This week, the Trump administration proposed cutting the Supplemental Nutrition Assistance Program (SNAP), which is commonly referred to as food stamps.
As CNN reports, “The Trump administration wants to tighten the rules governing who qualifies for food stamps, which could end up stripping more than 3 million people of their benefits.”
Specifically, “The Agriculture Department issued a proposed rule Tuesday that curtails so-called broad-based categorical eligibility, which makes it easier for Americans with somewhat higher incomes and more savings to participate.”
SNAP is one of those programs that people tend to believe only impacts low-income people — but like everything in government, it creates ripples throughout the economy.
“Moody’s Analytics estimated that every $1 increase in SNAP benefits during 2009, when the economy was in a recession, generated about $1.70 in economic activity,” according to The Center on Budget and Policy Priorities.
And overall, in fiscal year 2018, the federal government spent $68 billion on SNAP and other related food assistance programs.
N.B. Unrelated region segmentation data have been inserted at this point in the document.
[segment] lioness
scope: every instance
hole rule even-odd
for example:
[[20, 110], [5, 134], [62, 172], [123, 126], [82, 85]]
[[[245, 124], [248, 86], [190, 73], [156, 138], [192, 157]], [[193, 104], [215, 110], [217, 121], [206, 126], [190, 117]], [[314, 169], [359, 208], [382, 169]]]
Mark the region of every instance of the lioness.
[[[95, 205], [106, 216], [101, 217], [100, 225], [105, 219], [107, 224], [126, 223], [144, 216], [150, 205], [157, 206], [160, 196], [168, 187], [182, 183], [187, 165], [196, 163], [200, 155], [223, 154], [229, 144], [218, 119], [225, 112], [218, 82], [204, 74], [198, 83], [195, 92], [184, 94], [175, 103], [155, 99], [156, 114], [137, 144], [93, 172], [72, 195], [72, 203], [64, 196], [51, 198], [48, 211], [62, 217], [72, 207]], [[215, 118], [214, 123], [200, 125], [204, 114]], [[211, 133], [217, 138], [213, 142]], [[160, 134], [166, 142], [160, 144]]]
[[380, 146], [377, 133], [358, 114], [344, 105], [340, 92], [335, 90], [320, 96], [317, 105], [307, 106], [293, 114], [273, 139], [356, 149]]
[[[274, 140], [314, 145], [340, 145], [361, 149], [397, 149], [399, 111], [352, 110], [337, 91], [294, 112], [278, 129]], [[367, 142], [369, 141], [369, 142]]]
Of that money, 92 percent of SNAP spending went directly to benefits that households used to purchase food. On average, that comes out to $127 a month (or about $4.17 a day, $1.39 per meal) in fiscal year 2018 for each person.
Not much, but it all adds up when it comes to the economy overall. And it can have a huge impact on families struggling to find enough money for food.
But do people even use SNAP to buy candy and snacks? Yes. The Huffington Post reports that recent USDA data shows that bagged snacks are the fourth most popular item people purchase with SNAP, and candy is the 11th.
It’s not difficult to see the correlation — cutting back on funding for SNAP potentially means cutting back on revenue for candy and snack companies. It also means less money for food retailers of all sizes — from gas stations to supermarkets.
According to The Morning Call, a Pennsylvania media company, “More than 260,000 locations were authorized to accept SNAP credits last year. Superstores such as Wal-Mart and Target got 52 percent of redemptions, supermarkets like Kroger got 30 percent, and convenience stores got about 6 percent, according to the USDA. The rest was split among other kinds of stores.”
In other words, SNAP helps low-income families, candy and snack manufacturers, and retailers.
So not only should every level of the candy industry be supporting the SNAP program, they should be passionately advocating to expand it as much as possible. Because at the end of the day, it doesn’t just help our fellow Americans, it also helps the confectionery industry as a whole.